4.1 Term. This Agreement shall be effective from the date Contractor signs up as a Veryfier with the App and does not have any designated term. This Agreement is terminable by either party at any time, with or without cause. Contractor may terminate by simply removing themselves as a Veryfier from the app. Any current jobs outstanding at the time of termination will be refunded in full to the buyer. If Veryfier, Inc. exercises its right to terminate the Agreement, any obligation it may otherwise have under this Agreement shall cease immediately. If Contractor exercises its right to terminate the Agreement, any obligation it may otherwise have under this Agreement shall cease immediately. Additionally, this Agreement shall automatically terminate upon Contractor’s death.
4.2 Continuing Obligations of Contractor. The provisions of Sections 1.1 (as relates to creation and ownership of copyright), 1.2, 1.3, 2, 3, 4, 5.2, and 6 shall survive expiration or termination of this Agreement for any reason.
5. Additional Provisions.
5.1 Binding Effect. This Agreement shall be binding upon, and inure to the benefit of, the successors, executors, heirs, representatives, administrators and permitted assigns of the parties hereto. Contractor shall have no right to (a) assign this Agreement, by operation of law or otherwise; or (b) subcontract or otherwise delegate the performance of the Services without Veryfier, Inc.’s prior written consent which may be withheld as Veryfier, Inc. determines in its sole discretion. Any such purported assignment shall be void.
5.2 Severability. If any provision of this Agreement shall be found invalid or unenforceable, the remainder of this Agreement shall be interpreted so as best to reasonably effect the intent of the parties.
5.3 Contractor’s Remedy. Contractor’s remedy, if any, for any breach of this Agreement shall be solely in damages and Contractor shall look solely to Veryfier, Inc. for recovery of such damages. Contractor waives and relinquishes any right Contractor may otherwise have to obtain injunctive or equitable relief against any third party with respect to any dispute arising under this Agreement. Contractor shall look solely to Veryfier, Inc. for any compensation which may be due to Contractor hereunder.
5.4 Agency. Contractor is not Veryfier, Inc.’s agent or representative and has no authority to bind or commit Veryfier, Inc. to any agreements or other obligations.
5.5 Amendment and Waivers. Any term or provision of this Agreement may be amended, and the observance of any term of this Agreement may be waived, only by Veryfier, Inc and only in writing.
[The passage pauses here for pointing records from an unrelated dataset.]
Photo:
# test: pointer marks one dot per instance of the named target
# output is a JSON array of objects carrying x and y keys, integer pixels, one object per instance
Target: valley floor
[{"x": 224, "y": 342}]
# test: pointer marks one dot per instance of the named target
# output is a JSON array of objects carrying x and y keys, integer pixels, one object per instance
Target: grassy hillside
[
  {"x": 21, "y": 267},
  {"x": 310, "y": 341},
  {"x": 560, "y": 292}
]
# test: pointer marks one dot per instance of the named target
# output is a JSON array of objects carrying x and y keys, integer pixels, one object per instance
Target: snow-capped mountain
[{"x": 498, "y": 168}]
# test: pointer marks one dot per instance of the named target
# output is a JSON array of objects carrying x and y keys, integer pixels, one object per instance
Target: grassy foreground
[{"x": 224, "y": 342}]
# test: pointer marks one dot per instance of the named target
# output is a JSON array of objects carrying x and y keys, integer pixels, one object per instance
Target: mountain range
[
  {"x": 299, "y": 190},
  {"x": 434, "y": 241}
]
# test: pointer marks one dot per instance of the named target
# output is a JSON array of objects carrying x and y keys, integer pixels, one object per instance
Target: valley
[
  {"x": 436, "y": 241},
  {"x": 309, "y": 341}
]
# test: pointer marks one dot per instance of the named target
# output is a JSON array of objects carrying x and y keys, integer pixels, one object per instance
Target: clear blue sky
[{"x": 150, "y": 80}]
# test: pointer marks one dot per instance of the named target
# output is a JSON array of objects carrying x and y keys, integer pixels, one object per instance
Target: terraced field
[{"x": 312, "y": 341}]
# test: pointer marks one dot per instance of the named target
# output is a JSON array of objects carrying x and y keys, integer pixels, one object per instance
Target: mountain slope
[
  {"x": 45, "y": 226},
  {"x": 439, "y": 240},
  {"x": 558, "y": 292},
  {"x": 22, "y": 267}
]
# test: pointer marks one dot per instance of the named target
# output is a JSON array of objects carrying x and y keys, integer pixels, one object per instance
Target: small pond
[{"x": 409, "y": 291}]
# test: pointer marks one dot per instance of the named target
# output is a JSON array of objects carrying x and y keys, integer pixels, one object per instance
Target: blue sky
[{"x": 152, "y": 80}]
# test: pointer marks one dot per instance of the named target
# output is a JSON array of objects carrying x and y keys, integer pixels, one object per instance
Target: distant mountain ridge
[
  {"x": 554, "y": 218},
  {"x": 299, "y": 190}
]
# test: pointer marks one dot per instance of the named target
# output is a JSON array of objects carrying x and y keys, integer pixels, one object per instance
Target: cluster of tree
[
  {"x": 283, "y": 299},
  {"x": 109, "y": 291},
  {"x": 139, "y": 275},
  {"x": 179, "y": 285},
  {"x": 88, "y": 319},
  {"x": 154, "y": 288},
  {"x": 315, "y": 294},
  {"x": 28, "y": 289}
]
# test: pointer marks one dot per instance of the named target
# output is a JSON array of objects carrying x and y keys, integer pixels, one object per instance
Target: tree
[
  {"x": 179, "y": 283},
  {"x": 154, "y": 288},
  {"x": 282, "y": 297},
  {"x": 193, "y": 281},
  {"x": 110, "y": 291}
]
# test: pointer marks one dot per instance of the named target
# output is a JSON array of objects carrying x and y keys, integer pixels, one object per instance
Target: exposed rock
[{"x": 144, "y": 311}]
The waiver by a party of any breach or default in performance shall not be deemed to constitute a waiver of any other or succeeding breach or default. The failure of any party to enforce any of the provisions hereof shall not be construed to be a waiver of the right of such party thereafter to enforce such provisions.
5.6 Notices. Any notice, demand, or request with respect to this Agreement shall be in writing and shall be effective only if it is delivered by personal service, emailed, by air courier with receipt of delivery, or mailed, certified mail, return receipt requested, postage prepaid, to the address set forth above. Such communications shall be effective when they are received by the addressee; but if sent by certified mail in the manner set forth above, they shall be effective five (5) days after being deposited in the mail. Any party may change its address for such communications by giving notice to the other party in conformity with this section.